B) Solidification of fiber structures and application test

Polyester fabric that has been removed from any existing conditions (sizing, finishing agents) is impregnated with the approx. 50% plastic dispersion, and excess dispersion is squeezed off to a liquor absorption of 80-100% using a padder. The fabric strip is dried in a forced-air drying cabinet at 80 ° C. for 5 minutes, after cooling the resin layer is determined. The sample piece of 18 x 18 ca in 125 ml of a solution containing 3 g of Marseille soap and 2 g of calcined soda per liter is then washed in a laboratory washing machine (Linitest® device) at 40 ° C. for 10 minutes. After rinsing in hot and then in cold water, drying is carried out at 90 ° C. for 30 minutes, and the resin coating is determined again after cooling. The binder cooking wash loss (BKV) is given in the table in part C as a percentage of the resin coating.
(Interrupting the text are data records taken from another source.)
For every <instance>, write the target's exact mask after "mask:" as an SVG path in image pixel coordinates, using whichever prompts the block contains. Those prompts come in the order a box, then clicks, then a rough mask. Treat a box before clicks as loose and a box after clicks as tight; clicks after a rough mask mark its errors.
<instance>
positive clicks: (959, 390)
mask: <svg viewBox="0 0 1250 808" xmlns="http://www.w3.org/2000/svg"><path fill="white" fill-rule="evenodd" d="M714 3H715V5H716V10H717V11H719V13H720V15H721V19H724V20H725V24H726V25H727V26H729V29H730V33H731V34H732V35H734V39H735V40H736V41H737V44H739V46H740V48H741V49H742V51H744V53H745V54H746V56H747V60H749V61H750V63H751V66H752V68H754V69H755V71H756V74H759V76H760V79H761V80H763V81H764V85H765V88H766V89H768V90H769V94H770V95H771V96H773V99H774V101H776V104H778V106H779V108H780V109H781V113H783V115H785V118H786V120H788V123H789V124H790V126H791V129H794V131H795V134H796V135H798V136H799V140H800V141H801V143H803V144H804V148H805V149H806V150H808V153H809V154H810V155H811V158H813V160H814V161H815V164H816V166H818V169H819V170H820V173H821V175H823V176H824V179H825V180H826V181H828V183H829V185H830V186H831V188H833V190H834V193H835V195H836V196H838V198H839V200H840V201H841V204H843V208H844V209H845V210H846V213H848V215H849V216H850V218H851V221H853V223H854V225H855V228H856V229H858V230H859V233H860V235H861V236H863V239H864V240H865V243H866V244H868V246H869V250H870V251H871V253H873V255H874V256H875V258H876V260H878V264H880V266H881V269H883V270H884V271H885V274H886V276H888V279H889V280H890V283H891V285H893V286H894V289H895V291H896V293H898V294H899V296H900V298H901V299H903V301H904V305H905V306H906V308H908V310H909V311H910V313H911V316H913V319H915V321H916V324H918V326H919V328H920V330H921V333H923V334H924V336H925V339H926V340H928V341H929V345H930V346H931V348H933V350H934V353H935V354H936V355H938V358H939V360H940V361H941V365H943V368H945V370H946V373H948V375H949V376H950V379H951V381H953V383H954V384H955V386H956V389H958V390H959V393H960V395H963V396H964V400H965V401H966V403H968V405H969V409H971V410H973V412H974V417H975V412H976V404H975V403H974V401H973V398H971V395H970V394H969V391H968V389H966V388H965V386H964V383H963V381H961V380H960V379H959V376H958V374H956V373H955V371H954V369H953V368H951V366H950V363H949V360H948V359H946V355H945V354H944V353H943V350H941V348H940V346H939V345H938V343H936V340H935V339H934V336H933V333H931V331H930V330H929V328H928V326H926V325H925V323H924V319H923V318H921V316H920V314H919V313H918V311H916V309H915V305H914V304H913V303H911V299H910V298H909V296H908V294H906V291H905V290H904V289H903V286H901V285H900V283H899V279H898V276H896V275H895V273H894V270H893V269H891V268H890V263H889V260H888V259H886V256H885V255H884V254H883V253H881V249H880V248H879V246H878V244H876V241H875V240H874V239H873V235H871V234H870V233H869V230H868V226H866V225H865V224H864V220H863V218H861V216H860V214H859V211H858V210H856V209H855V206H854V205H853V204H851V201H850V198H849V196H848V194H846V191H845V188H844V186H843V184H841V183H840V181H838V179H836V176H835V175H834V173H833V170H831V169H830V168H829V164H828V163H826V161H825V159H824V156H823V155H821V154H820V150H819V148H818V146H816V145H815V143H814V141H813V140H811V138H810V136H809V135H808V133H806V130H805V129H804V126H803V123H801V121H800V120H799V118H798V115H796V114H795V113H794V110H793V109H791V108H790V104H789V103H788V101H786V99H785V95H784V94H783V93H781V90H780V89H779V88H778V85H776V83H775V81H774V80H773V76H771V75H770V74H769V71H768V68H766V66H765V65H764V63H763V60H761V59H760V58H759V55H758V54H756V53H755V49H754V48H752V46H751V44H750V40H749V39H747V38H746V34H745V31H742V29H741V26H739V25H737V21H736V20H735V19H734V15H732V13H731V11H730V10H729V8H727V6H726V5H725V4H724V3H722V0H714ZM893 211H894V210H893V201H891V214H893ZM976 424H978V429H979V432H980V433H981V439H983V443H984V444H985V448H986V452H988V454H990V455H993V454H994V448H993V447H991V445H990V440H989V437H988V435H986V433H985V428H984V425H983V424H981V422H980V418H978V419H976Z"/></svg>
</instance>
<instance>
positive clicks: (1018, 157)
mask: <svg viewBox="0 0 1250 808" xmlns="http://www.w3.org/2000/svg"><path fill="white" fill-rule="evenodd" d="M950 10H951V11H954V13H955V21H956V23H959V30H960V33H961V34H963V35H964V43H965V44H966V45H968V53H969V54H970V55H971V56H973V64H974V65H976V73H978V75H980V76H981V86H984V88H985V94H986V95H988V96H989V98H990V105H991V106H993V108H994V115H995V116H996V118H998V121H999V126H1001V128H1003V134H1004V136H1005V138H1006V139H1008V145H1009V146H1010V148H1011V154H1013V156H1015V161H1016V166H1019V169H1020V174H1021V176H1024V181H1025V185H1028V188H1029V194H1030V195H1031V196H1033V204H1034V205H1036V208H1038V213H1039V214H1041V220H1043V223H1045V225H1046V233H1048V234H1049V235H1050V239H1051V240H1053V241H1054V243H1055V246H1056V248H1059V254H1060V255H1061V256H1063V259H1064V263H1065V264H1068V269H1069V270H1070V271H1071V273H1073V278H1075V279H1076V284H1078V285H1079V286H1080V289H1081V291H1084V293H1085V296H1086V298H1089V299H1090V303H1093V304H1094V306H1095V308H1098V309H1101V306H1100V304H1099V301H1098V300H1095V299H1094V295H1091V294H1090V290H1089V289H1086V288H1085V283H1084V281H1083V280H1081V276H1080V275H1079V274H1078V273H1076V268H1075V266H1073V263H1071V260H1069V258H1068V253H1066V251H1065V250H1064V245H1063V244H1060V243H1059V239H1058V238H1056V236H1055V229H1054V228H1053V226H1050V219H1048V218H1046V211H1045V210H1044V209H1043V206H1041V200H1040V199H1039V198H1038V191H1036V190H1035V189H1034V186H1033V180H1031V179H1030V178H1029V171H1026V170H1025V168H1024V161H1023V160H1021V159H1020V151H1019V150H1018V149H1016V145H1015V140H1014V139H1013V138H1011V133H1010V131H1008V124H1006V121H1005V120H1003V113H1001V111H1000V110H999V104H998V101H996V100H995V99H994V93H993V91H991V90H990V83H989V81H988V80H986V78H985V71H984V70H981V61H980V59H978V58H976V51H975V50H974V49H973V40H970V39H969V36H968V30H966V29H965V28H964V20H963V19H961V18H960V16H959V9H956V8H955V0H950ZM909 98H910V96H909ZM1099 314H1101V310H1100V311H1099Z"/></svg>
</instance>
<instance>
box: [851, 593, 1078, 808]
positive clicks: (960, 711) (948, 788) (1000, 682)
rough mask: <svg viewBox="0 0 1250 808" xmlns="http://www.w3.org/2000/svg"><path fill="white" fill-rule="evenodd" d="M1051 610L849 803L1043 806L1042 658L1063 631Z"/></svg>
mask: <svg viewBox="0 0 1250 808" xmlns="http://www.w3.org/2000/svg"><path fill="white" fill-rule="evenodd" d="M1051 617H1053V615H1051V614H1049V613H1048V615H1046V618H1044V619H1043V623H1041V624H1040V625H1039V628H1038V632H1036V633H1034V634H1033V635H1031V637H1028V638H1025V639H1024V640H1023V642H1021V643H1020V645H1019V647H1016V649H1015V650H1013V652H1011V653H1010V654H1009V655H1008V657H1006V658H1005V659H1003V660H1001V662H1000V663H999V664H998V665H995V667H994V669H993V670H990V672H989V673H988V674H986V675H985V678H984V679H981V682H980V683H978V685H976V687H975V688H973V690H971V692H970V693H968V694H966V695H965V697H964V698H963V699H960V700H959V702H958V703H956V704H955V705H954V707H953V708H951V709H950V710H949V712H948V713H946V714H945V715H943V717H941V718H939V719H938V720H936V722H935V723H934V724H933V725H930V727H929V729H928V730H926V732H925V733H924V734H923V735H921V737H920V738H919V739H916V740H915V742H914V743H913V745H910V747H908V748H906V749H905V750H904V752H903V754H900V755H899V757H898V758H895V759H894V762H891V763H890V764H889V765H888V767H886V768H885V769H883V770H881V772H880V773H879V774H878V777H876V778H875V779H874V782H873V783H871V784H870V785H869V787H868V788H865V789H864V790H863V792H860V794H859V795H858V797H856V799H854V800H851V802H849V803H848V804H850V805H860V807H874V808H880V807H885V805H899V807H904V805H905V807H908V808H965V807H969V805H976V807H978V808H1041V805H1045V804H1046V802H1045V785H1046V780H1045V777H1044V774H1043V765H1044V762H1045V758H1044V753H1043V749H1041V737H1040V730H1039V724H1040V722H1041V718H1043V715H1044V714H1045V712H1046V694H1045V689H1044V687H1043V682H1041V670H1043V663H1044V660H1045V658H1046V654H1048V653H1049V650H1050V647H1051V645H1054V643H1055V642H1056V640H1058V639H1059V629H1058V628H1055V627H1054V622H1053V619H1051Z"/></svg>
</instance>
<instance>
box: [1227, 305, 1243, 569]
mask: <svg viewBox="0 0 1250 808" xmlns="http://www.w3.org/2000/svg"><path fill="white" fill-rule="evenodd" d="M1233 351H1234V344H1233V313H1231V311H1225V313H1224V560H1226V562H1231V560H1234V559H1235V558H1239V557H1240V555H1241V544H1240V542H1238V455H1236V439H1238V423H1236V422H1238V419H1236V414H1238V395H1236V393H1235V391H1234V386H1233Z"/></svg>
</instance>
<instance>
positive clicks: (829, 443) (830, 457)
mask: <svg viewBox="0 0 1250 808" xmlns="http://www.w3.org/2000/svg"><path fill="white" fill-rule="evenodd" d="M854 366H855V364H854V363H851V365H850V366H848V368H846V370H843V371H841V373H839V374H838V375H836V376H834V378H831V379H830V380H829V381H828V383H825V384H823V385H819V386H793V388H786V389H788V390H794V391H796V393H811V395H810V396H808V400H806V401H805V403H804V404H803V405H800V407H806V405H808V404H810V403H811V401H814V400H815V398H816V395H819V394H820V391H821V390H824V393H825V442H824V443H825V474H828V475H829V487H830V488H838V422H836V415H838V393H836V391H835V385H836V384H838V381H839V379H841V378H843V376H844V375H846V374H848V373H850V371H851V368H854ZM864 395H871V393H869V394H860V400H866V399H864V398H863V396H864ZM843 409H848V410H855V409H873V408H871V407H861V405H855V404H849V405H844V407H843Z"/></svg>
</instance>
To determine the breaking resistance, thermally pre-consolidated polyester fleece with a basis weight of approx. 18 g per m ^{2 is} impregnated with the plastic dispersion diluted to approx. 25% dry substance, excess dispersion is squeezed out with the padding so that a resin coating of approx. 15% is achieved. The damp fleece is dried in the stenter at 140 ° C for 5 minutes. The breaking resistance is determined according to DIN 53 857, Part 2 on dry fleece (F) and on wet fleece (F _n ) after a 1-hour water storage using a tensile testing machine that corresponds to DIN 51 221. The results are shown in the table in part C.
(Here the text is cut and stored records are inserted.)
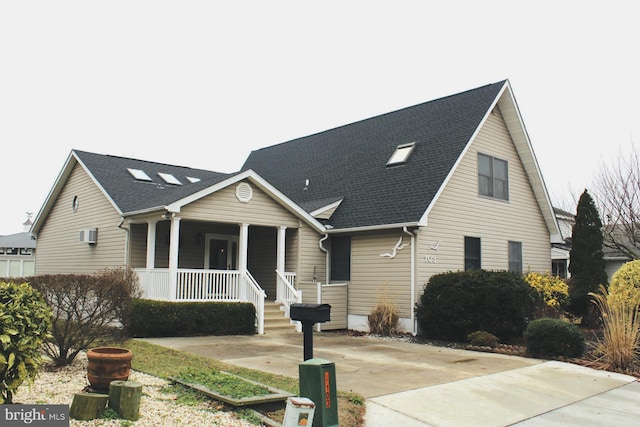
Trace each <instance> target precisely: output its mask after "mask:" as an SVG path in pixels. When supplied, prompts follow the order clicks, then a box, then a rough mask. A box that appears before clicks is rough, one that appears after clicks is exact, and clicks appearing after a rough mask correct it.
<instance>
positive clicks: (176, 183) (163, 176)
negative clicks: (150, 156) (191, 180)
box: [158, 172, 182, 185]
mask: <svg viewBox="0 0 640 427" xmlns="http://www.w3.org/2000/svg"><path fill="white" fill-rule="evenodd" d="M158 175H160V178H162V179H163V180H164V182H166V183H167V184H173V185H182V183H181V182H180V181H178V178H176V177H175V176H173V175H171V174H170V173H162V172H158Z"/></svg>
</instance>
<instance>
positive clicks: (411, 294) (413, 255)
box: [402, 227, 418, 337]
mask: <svg viewBox="0 0 640 427" xmlns="http://www.w3.org/2000/svg"><path fill="white" fill-rule="evenodd" d="M402 231H404V232H405V233H406V234H408V235H409V236H411V307H410V310H411V335H413V336H414V337H415V336H416V335H417V334H418V331H417V330H416V314H415V310H414V307H415V305H416V244H415V243H416V235H415V234H414V233H412V232H410V231H409V230H408V229H407V227H402Z"/></svg>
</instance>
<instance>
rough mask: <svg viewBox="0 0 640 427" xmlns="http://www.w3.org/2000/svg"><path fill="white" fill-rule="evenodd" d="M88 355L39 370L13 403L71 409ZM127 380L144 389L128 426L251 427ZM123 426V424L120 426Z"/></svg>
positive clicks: (141, 373) (206, 407) (159, 379)
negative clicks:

C) Tabular overview of the polymer compositions and the results of the application test

Examples 1 to 8 illustrate the invention. Examples 9 to 12 are comparative experiments with dispersions which are not based on the teaching of the invention.

Claims (4)

1. Process for solidifying a fiber structure by applying an aqueous acrylic resin dispersion, the resin component of A) at least 40% by weight of alkyl esters of acrylic and / or methacrylic acid with at least 4 C atoms in the alkyl radical, B) optionally up to 57% by weight of alkyl esters of acrylic or / and methacrylic acid with a maximum of 3 carbon atoms in the alkyl radical or / and styrene, C) optionally acrylic and / or methacrylic acid D) Hydroxyalkyl esters of a, β-unsaturated polymerizable carboxylic acids E) optionally further monoethylenically unsaturated comonomers which differ from A to D and which contain no amide-ethiol groups or derivatives thereof and no carboxyl groups,
is built up, and drying the treated fiber structure at an ambient temperature above 110 ° C.,
characterized,
that the proportion C of acrylic or methacrylic acid units makes up less than 1% by weight and the proportion D of the hydroxyalkyl esters makes up 3 to 15% by weight of the acrylic resin. 2. Solidified fiber structures containing an emulsion polymer as a binder A) at least 40% by weight of alkyl esters of acrylic or / and methacrylic acid with at least 4 C atoms in the alkyl radical, B) optionally up to 57% by weight of alkyl esters of acrylic or / and methacrylic acid with a maximum of 3 carbon atoms in the alkyl radical or / and styrene, C) optionally acrylic or methacrylic acid D) Hydroxyalkyl esters of a, β-unsaturated polymerizable carboxylic acids E) optionally further monoethylenically unsaturated comonomers which differ from A to D and which contain no amide methylol groups or derivatives thereof and no carboxyl groups,
, characterized in that the proportion C of acrylic or methacrylic acid units makes up less than 1% by weight and the proportion D of the hydroxyalkyl esters makes up 3 to 15% by weight of the acrylic resin. 3. Solidified fiber structure according to claim 2, characterized in that the fiber portion consists predominantly of polyester fibers. 4. Solidified fiber structure according to claims 2 or 3, characterized in that the fiber structure is a non-woven fleece.